LMN Architects designed the $48 million project, and GLY Construction was the general contractor.
In a press release, LMN said the middle school building is a new front door for the academy, with the lower floors connecting to one of the academy's other buildings.
The building is shaped in an “L”, and the classrooms are in a bar that shapes one leg of the “L” along Union Street. According to LMN, the six-story bar reflects the mid-rise context of the neighborhood along Union and Madison.
A gym and playfield compose the second leg of the “L,” and are oriented along 13th Avenue. The gym bar is two stories with the playfield on top, so the building steps down at the new gym — an attempt to address the finer scale of houses and townhouses along 13th, LMN said.
The private middle school includes 12 classrooms, three science labs, three support classrooms, a robotics lab, music classroom, meeting and support spaces, a common area for lunch, multipurpose seminar space, the gym, administration, counseling, admission and physical education/athletics offices and below-grade parking.
Each grade occupies a floor, with classrooms organized around collaborative learning spaces. LMN said these spaces are double-height, stepped interior volumes that cascade between floors, enhancing visual and physical connectivity and creating opportunities for students to engage beyond the classroom.
Every classroom floor has a different accent color, creating a sense of place and identity, and a dynamic wayfinding scheme, the architect said.
The facade is gray- and cream-colored bricks that fade vertically from dark to light. It is punctuated by operable windows, and a glass curtain wall. There's a gathering space adjacent to and outdoor space for students at the entry. Exterior red sunshades provide playful contrast against the brick backdrop, LMN said.

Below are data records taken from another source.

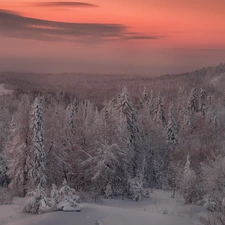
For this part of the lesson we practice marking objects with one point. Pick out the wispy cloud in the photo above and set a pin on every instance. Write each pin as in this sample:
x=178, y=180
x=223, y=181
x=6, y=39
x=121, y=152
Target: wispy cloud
x=15, y=25
x=62, y=4
x=144, y=37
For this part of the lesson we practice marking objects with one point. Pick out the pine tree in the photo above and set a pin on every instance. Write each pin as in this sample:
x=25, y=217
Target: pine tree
x=202, y=105
x=188, y=182
x=17, y=149
x=171, y=130
x=193, y=101
x=144, y=101
x=37, y=170
x=3, y=170
x=127, y=111
x=158, y=113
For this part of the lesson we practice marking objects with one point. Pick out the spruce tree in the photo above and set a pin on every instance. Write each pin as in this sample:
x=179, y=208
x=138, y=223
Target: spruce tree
x=171, y=130
x=37, y=170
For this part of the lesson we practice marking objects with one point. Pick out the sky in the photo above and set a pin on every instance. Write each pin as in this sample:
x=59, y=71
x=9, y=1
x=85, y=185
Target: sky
x=142, y=37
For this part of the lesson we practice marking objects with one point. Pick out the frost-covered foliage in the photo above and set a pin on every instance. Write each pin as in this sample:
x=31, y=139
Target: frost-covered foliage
x=37, y=160
x=213, y=185
x=135, y=188
x=17, y=149
x=3, y=170
x=188, y=183
x=68, y=198
x=171, y=130
x=119, y=146
x=38, y=203
x=108, y=191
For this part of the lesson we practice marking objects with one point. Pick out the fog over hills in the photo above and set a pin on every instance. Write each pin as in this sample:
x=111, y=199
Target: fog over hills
x=96, y=86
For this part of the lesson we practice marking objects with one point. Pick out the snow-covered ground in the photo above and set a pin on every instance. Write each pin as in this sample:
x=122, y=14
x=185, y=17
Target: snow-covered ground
x=159, y=209
x=3, y=90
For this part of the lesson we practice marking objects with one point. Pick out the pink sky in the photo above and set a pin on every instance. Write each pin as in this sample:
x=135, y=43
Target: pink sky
x=111, y=36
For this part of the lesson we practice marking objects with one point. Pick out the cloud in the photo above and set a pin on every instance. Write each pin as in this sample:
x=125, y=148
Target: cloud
x=15, y=25
x=62, y=4
x=144, y=37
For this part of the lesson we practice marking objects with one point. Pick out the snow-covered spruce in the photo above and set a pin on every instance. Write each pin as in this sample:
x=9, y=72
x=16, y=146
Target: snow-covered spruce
x=3, y=170
x=39, y=203
x=37, y=162
x=68, y=199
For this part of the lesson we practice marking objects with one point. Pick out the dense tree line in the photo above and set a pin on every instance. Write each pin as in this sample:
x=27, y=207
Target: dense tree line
x=119, y=149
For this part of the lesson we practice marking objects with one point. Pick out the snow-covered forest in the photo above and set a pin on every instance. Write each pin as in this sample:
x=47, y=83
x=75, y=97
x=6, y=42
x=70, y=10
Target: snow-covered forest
x=125, y=146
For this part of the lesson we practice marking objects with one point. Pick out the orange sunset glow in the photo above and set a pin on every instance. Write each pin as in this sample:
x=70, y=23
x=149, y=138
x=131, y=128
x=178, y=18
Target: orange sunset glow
x=111, y=36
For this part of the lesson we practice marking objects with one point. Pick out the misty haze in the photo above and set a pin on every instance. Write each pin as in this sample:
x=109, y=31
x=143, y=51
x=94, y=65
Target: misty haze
x=112, y=112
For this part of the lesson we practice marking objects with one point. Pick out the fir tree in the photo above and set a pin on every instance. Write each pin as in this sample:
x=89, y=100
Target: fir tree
x=17, y=149
x=171, y=130
x=37, y=170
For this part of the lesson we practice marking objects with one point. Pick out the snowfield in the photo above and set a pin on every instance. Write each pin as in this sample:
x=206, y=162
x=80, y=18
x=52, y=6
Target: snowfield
x=159, y=209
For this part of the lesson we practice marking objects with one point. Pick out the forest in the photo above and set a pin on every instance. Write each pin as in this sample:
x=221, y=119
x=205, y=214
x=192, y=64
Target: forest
x=168, y=137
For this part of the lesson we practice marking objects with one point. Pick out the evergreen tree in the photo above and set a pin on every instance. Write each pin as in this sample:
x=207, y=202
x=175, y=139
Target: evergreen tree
x=158, y=113
x=3, y=170
x=144, y=101
x=171, y=130
x=202, y=105
x=17, y=149
x=193, y=101
x=188, y=183
x=37, y=171
x=127, y=111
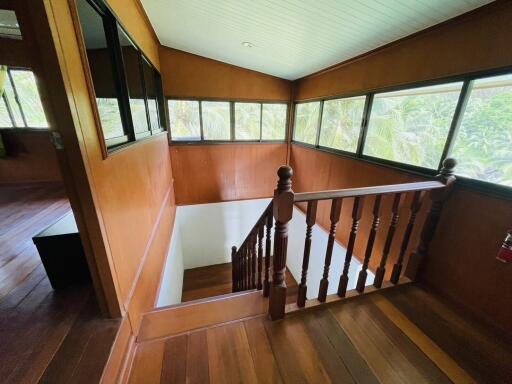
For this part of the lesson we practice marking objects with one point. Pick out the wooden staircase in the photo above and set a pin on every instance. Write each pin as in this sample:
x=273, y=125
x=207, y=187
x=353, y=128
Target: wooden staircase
x=209, y=329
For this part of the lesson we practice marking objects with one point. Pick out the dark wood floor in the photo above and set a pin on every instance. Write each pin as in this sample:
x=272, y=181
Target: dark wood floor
x=214, y=280
x=400, y=335
x=47, y=336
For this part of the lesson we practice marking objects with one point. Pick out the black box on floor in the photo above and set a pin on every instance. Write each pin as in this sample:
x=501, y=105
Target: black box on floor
x=62, y=254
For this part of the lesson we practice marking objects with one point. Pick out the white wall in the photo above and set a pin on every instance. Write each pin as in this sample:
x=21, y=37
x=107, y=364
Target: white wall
x=204, y=234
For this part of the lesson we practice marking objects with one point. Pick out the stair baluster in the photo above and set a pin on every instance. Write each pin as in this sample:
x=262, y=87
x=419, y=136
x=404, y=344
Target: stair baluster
x=361, y=280
x=335, y=216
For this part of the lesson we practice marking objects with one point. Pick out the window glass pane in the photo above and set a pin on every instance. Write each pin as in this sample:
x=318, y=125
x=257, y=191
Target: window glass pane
x=273, y=122
x=110, y=116
x=306, y=122
x=11, y=99
x=28, y=95
x=216, y=120
x=149, y=81
x=131, y=62
x=5, y=120
x=411, y=126
x=341, y=123
x=98, y=55
x=482, y=146
x=184, y=119
x=247, y=121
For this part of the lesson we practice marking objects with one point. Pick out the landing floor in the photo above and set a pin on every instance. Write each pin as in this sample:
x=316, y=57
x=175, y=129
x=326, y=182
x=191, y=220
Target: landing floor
x=47, y=336
x=214, y=280
x=401, y=335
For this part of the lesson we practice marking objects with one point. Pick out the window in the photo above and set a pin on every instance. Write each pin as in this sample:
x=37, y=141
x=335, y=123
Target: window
x=247, y=121
x=216, y=118
x=184, y=119
x=341, y=123
x=482, y=144
x=127, y=86
x=192, y=120
x=273, y=122
x=306, y=122
x=20, y=103
x=412, y=126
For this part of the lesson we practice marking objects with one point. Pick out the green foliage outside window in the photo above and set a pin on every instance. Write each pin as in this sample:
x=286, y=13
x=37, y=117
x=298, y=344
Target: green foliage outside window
x=306, y=122
x=412, y=126
x=341, y=123
x=483, y=144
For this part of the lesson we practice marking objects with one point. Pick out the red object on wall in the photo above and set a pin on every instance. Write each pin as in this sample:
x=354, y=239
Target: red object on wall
x=505, y=253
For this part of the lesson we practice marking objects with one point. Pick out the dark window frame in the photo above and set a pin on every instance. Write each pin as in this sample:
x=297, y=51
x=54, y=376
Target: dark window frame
x=467, y=79
x=232, y=138
x=14, y=126
x=111, y=24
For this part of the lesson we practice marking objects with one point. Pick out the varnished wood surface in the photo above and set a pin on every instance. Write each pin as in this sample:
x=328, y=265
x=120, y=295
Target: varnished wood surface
x=411, y=58
x=401, y=335
x=46, y=335
x=214, y=280
x=214, y=173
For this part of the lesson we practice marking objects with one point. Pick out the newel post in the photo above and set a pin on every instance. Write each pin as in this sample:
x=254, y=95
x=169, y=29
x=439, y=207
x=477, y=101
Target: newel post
x=282, y=210
x=438, y=197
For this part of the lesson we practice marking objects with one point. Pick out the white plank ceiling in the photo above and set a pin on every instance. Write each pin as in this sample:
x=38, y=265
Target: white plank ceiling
x=293, y=38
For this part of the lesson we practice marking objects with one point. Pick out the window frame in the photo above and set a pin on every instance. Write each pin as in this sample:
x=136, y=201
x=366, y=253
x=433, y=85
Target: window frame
x=14, y=127
x=232, y=138
x=111, y=23
x=467, y=79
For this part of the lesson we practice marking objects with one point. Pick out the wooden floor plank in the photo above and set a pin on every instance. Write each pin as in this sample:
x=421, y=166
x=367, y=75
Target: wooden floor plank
x=147, y=364
x=174, y=366
x=294, y=352
x=198, y=370
x=229, y=356
x=264, y=362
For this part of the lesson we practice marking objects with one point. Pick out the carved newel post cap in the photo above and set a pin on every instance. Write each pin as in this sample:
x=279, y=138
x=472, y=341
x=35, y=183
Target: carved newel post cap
x=449, y=163
x=285, y=172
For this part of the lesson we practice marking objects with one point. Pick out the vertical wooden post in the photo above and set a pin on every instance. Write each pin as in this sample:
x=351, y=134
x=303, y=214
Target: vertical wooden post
x=310, y=221
x=335, y=216
x=268, y=250
x=234, y=271
x=260, y=253
x=363, y=274
x=254, y=240
x=381, y=269
x=438, y=197
x=415, y=207
x=283, y=211
x=357, y=210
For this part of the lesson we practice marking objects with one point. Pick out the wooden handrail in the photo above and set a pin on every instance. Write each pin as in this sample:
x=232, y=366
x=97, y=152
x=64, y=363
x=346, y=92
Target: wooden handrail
x=367, y=191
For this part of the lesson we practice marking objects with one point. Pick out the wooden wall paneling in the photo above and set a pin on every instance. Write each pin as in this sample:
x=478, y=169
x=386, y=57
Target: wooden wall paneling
x=411, y=59
x=58, y=74
x=31, y=158
x=188, y=75
x=213, y=173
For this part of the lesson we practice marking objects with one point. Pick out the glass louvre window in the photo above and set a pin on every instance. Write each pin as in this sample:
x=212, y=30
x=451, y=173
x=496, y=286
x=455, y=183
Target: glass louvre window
x=216, y=118
x=247, y=121
x=483, y=143
x=11, y=100
x=341, y=123
x=184, y=119
x=411, y=126
x=306, y=122
x=101, y=68
x=5, y=119
x=131, y=60
x=29, y=99
x=273, y=122
x=151, y=92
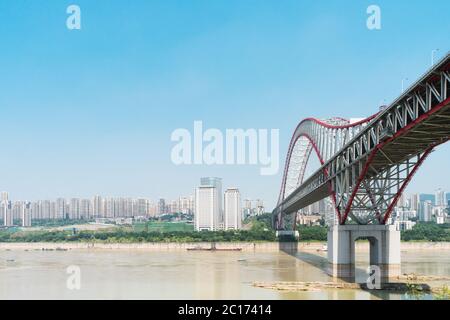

The architect said natural ventilation coupled with a highly-efficient mechanical system and a high-performance envelope result in a projected 45 percent reduction in annual carbon emissions over similar buildings.
There's a solar array on the main building roof and living roofs adjacent to classrooms. A “future-compatible” rainwater collection system is part of the design, intended to tie in with future Seattle Academy development and eventually provide non-potable water for the campus.
Before the building was finished, the middle schoolers had been in the Temple Building at 1432 15th Ave.
The project team also included Seneca Group, owner's development manager; Coughlin Porter Lundeen, civil and structural engineer; Swift Co., landscape architect; Dark Light Consulting, lighting design; PAE Consulting Engineers, MEP engineer; Sparling, acoustical; JLR Design Group, food service; DA Hogan & Associates, athletic field design; and Morrison Hershfield, envelope consultant.